Crime, Fire + Courts

Judge: Defense didn’t show bank protesters singled out

By From page A3 | December 02, 2012

A superior court judge on Friday failed to bite on a motion made on behalf of 11 UC Davis students and one professor charged with blockading a U.S. Bank branch last winter — a group whose defense attorneys argued was handpicked for prosecution.

After the Nov. 18, 2011 police pepper-spraying of Occupy UC Davis protesters on the Quad, the attorneys contended, their clients often denounced campus leaders in the media, at town hall meetings and during protests.

Bringing the group up on misdemeanor charges for the subsequent blockade provided a way to punish them retroactively, without a public confrontation, out of the sight of cell phone or television cameras, the attorneys said.

“(The police and prosecutor) ignored (protesters) except those they knew — and they knew them because these are the more notorious individuals,” said defense attorney Ronald Johnson.

The defense’s attempt to receive approval for a discovery motion would have allowed the lawyers to fish for proof of that theory, proof that if found might have led to a dismissal.

Nothing doing.

Yolo County Superior Court Judge David Reed said that he felt the defense had failed to draw a clear enough distinction between others who took part in the blockade and the accused that indicated they were being unfairly treated. They don’t fit into a protected class by race, religion, gender or union membership, for instance.

Defense attorneys described the accused as protest leaders on campus. In the past, the bank action has been called an “autonomous action” on the part of some who have also been part of Occupy UC Davis.

Arrests were not made when protesters daily forced the branch to close. Instead, the now-defendants — called the “Banker’s Dozen” or “Davis Dozen” by supporters — received letters in the mail ordering them to court.

The protesters face 20 counts each of obstructing movement on a street or in a public place and one count each of conspiracy to commit a misdemeanor. The conspiracy charge carries a maximum penalty of one year in jail. Obstruction, also a misdemeanor, carries a penalty of up to six months in jail.

A hearing is set for Jan. 18 to fix a trial date.

Michael Cabral, Yolo County assistant chief deputy district attorney, shook off the idea that there was any “evil purpose” behind whom the district attorney’s office charged.

“We didn’t single them out to punish them because of who they were,” Cabral said after Friday’s hearing. “Some of them (the police) recognized from other contexts. Some of them they recognized from looking at social media sites and identifying them.

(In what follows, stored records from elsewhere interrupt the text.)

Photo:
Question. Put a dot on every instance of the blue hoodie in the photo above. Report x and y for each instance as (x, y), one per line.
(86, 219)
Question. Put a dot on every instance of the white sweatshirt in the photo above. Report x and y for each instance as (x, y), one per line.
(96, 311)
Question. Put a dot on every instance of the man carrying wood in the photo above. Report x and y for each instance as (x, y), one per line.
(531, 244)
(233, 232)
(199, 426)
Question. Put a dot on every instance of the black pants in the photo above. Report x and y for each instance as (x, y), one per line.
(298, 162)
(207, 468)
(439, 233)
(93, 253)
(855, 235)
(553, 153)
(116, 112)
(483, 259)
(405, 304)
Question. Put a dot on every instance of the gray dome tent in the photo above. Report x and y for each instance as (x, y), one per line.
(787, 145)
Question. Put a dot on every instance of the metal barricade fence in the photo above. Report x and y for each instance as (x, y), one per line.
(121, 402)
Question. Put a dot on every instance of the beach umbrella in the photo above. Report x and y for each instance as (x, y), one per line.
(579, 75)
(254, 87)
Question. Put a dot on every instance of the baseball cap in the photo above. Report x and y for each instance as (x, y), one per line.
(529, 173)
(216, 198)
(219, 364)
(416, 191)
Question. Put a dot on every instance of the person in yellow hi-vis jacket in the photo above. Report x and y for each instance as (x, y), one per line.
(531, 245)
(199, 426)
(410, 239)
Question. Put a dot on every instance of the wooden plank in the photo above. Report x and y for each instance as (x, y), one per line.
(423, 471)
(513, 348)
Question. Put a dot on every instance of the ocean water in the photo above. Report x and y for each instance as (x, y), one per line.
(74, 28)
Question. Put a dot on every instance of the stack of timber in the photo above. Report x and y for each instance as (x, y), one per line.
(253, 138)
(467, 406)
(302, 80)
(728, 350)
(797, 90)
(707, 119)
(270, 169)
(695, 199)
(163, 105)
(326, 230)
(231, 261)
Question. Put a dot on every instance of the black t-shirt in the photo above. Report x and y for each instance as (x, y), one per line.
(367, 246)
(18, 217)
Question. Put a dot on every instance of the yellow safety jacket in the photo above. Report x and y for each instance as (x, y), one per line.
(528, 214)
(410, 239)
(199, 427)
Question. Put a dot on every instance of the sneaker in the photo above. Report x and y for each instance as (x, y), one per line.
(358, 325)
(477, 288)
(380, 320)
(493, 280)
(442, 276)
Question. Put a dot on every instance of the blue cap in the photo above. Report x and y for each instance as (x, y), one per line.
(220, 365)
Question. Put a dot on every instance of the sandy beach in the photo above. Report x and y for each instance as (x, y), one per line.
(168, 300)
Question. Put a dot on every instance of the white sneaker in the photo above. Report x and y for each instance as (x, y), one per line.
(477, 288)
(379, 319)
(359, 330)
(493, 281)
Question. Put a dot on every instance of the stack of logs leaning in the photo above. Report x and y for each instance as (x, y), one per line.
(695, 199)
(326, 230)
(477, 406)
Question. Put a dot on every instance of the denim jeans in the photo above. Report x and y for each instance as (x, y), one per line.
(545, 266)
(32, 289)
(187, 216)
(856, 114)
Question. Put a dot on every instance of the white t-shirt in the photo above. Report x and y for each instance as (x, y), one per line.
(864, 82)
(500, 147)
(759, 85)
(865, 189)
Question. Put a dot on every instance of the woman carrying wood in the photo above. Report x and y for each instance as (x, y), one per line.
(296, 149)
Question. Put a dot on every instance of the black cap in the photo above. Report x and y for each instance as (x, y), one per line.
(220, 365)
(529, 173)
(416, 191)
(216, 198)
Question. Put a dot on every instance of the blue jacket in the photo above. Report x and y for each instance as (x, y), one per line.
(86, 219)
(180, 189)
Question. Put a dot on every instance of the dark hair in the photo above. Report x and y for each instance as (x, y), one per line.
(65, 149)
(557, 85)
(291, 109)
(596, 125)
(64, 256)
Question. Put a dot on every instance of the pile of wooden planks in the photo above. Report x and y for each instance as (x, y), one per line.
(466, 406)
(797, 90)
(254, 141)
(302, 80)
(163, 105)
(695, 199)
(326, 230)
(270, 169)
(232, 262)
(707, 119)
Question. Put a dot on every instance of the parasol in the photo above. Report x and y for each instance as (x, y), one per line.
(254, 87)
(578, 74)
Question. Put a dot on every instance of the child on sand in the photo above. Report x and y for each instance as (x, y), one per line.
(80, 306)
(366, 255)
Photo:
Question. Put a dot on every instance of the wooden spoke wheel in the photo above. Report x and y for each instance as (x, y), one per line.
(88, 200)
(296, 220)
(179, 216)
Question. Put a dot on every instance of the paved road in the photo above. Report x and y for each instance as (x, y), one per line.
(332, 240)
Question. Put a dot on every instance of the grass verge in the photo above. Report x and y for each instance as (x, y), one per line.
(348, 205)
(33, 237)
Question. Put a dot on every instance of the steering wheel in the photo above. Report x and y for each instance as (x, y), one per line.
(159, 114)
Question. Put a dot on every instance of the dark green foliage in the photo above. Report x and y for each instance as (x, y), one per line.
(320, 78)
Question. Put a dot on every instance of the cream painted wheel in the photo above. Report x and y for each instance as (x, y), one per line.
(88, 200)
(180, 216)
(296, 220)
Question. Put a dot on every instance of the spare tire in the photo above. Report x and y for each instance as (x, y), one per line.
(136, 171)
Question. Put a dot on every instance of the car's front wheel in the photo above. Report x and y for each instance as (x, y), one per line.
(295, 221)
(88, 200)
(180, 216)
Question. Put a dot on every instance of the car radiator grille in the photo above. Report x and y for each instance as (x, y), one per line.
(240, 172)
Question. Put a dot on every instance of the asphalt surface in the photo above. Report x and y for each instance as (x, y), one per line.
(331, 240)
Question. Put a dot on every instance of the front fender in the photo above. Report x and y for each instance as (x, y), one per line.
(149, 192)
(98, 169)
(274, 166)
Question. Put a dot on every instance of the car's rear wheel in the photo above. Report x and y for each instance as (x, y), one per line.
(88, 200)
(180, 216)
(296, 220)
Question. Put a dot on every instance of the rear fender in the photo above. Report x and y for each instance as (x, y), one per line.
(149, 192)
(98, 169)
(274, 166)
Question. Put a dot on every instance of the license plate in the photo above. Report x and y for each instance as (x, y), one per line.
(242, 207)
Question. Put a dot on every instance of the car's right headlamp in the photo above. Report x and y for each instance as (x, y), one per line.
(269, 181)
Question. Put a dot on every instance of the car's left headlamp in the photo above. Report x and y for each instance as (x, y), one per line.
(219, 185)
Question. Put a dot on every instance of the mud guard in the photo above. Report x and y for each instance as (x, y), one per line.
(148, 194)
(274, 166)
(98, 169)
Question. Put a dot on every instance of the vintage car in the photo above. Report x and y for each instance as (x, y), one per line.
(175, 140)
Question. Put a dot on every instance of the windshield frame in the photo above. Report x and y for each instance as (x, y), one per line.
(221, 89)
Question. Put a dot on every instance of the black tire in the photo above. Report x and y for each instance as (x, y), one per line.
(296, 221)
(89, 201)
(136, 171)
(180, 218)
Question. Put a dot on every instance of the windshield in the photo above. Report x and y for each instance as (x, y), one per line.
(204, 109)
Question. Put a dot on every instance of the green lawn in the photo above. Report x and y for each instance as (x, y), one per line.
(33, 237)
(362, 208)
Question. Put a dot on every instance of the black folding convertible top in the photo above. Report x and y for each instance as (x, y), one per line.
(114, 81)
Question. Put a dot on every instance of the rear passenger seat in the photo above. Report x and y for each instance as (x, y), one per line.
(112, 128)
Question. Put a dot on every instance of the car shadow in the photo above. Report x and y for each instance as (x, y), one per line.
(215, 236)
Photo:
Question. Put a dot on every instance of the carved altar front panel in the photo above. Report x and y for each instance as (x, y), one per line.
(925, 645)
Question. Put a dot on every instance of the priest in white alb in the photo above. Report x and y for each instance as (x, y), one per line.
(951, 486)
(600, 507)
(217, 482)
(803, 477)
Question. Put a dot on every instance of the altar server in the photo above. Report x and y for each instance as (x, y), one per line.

There were a number of ways (police) identified them, and they tried to identify as many people as possible.”

Defense attorney Alexis Briggs said that Reed seemed to be looking for a clear case of discrimination — “a perfect mathematical set that excludes all others and includes only those related, (like a case in which) a black person was prosecuted but a white person was not.”

“I think the court is not paying attention to the fact that the distinguishing feature is the public shaming of UC Davis police and the UC Davis administration that went on strongly for months,” she said.

The protesters began blocking the bank branch daily on Jan. 2, targeting it as a symbol of the privatization of the university and corporate greed. On March 1, U.S . Bank halted a 10-year contract estimated to have been worth $3 million earmarked for student services.

The bank accused UCD of breach of contract by not doing enough to end the protest. UCD settled out of court, paying the bank $225,000.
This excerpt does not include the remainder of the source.